Answer the following question about the function whose derivative is given below

Answer 1

Answer:

a) The critical points are $x = 3$ and $x = -6$.

b) f is decreasing in the interval $(-\infty, -6)$

f is increasing in the intervals $(-6,3)$ and $(3,\infty)$.

c) Local minima: $x = -6$

Local maxima: No local maxima

Step-by-step explanation:

(a) what are the critical points of f?

The critical points of f are those in which $f^{\prime}(x) = 0$. So

$f^{\prime}(x) = 0$

$(x-3)^{2}(x+6) = 0$

So, the critical points are $x = 3$ and $x = -6$.

(b) on what intervals is f increasing or decreasing? (if there is no interval put no interval)

For any interval, if $f^{\prime}$ is positive, f is increasing in the interval. If it is negative, f is decreasing in the interval.

Our critical points are $x = 3$ and $x = -6$. So we have those following intervals:

$(-\infty, -6), (-6,3), (3, \infty)$

We select a point x in each interval, and calculate $f^{\prime}(x)$.

So

-------------------------

$(-\infty, -6)$

$f^{\prime}(-7) = (-7-3)^{2}(-7+6) = (100)(-1) = -100$

f is decreasing in the interval $(-\infty, -6)$

---------------------------

$(-6,3)$

$f^{\prime}(2) = (2-3)^{2}(2+6) = (1)(8) = 8$

f is increasing in the interval $(-6,3)$.

------------------------------

$(3, \infty)$

$f^{\prime}(4) = (4-3)^{2}(4+6) = (1)(10) = 10$

f is increasing in the interval $(3,\infty)$.

(c) At what points, if any, does f assume local maximum and minima values. ( if there is no local maxima put mo local maxima) if there is no local minima put no local minima

At a critical point x, if the function goes from decreasing to increasing, it is a local minima.
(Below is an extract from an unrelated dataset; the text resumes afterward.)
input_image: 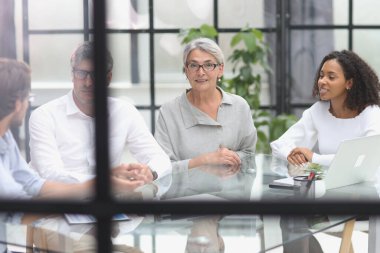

And if the function goes from increasing to decreasing, it is a local maxima.

So, for each critical point is this problem:

At $x = -6$, f goes from decreasing to increasing.

So $x = -6$, f assume a local minima value

At $x = 3$, f goes from increasing to increasing. So, there it is not a local maxima nor a local minima. So, there is no local maxima for this function.